Consider an e-commerce application with multiple stores. Each store owner can edit the product catalog of his store.

My current database schema is the following:

item_names: id | name | description | picture | common(BOOL)
items: id | item_name_id | picture | price | description | picture
item_synonyms: id | item_name_id | name | error(BOOL)

Notes: error signifies an incorrect spelling (eg. "Ericson"). description and picture from the item_names table are "globals" that may optionally be overridden by "local" description and picture fields from the items table (just in case the shop owner really wants to give you a different picture to have an item). common helps separate unique item names ("Jimmy Joe's Cheese Pizza" from "Cheese Pizza")

I believe the good side of the schema is:

Enhanced searching &lifier Handling Synonyms: I'm able to query the item_names &lifier item_synonyms tables using name LIKE %QUERY% and acquire their email list of item_name_ids that should be became a member of using the items table. (Good examples of synonyms: "The new sony Ericsson", "The new sony Ericson", "X10", "X 10")

Autocompletion: Again, an easy query towards the item_names table. I'm able to avoid using DISTINCT also it minimizes quantity of versions ("The new sony Ericsson Xperia™ X10", "The new sony Ericsson - Xperia X10", "Xperia X10, The new sony Ericsson")

The lower side could be:

Overhead: When placing a product, I query item_names to ascertain if this title already is available. Otherwise, I produce a new entry. When removing a product, I count the amount of records with similar title. If this sounds like the only real item with this title, I remove the entry in the item_names table (simply to keep things clean makes up about possible erroneous distribution). And upgrading may be the mixture of both.
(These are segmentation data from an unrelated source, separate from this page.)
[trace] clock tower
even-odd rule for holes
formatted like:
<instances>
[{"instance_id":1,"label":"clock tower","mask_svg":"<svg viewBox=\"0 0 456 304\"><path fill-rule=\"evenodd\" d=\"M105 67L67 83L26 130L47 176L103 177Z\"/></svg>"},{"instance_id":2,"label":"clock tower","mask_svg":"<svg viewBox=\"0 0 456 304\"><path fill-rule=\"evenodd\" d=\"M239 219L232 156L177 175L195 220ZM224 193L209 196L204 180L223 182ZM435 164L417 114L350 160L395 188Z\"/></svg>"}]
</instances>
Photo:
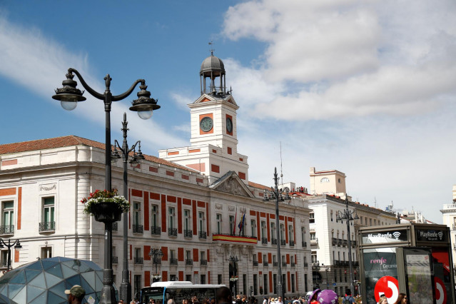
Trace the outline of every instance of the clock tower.
<instances>
[{"instance_id":1,"label":"clock tower","mask_svg":"<svg viewBox=\"0 0 456 304\"><path fill-rule=\"evenodd\" d=\"M218 58L204 59L200 69L201 96L188 105L190 147L159 151L159 157L197 170L210 183L234 171L248 183L247 156L238 153L236 104L226 90L225 66Z\"/></svg>"}]
</instances>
Strange Item Names: Store proprietors sometimes use sentences like "Harry Potter 1, 2 Books + Compact disks + Miracle Hat". There is something off about getting a lot overhead to support cases such as this. This could possibly function as the prime reason I am enticed to choose a schema such as this:

items: id | name | picture | price | description | picture

(... with item_names and item_synonyms as utility tables which i could query)
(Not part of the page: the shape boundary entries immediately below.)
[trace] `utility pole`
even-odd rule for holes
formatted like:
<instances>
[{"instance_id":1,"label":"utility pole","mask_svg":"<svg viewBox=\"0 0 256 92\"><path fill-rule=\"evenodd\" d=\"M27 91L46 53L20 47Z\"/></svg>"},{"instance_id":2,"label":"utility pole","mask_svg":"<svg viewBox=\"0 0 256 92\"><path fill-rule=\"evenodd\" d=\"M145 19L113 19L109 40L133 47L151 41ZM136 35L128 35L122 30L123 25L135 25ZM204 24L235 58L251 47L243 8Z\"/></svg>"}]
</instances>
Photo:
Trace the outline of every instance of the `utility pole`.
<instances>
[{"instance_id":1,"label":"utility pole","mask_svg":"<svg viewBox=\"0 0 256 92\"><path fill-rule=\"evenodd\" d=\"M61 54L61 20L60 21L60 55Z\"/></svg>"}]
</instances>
  • It is possible to better schema you'd recommended?
  • Should item names be stabilized for autocomplete? Is most likely what Facebook does for "School", "City" records?
  • May be the first schema or even the second better/optimal for search?

Thanks ahead of time!

References: (1) Is normalizing a person's name going too far?, (2) Avoiding DISTINCT

EDIT: In case of 2 products being joined concentrating on the same names, an Admin who sees this simply clicks "Make Synonym" that will convert among the names in to the synonym from the other. I do not require a method to instantly identify if the joined title may be the synonym from the other. I am wishing the autocomplete will require proper care of 95% of these cases. Because the table set increases in dimensions, the necessity to "Make Synonym" will decrease. Hope that clears the confusion.

UPDATE: To individuals who want to understand what I went ahead with... I have gone using the second schema but removed the item_names and item_synonyms tables hoping that Solr will give you me having the ability to perform all of the remaining tasks I want:

items: id | name | picture | price | description | picture

Thanks everybody for that help!

If there have been more characteristics uncovered for mapping, I recommend utilizing a fast search index system. You don't need to set aliases as the records are added, the characteristics simply get indexed and every search released returns matches having a relevance score. Go ahead and take top X% as valid matches and display individuals.

Creating and storing aliases appears just like a brute-pressure, labor intensive approach that most likely will not have the ability to adapt to the requirements of your customers.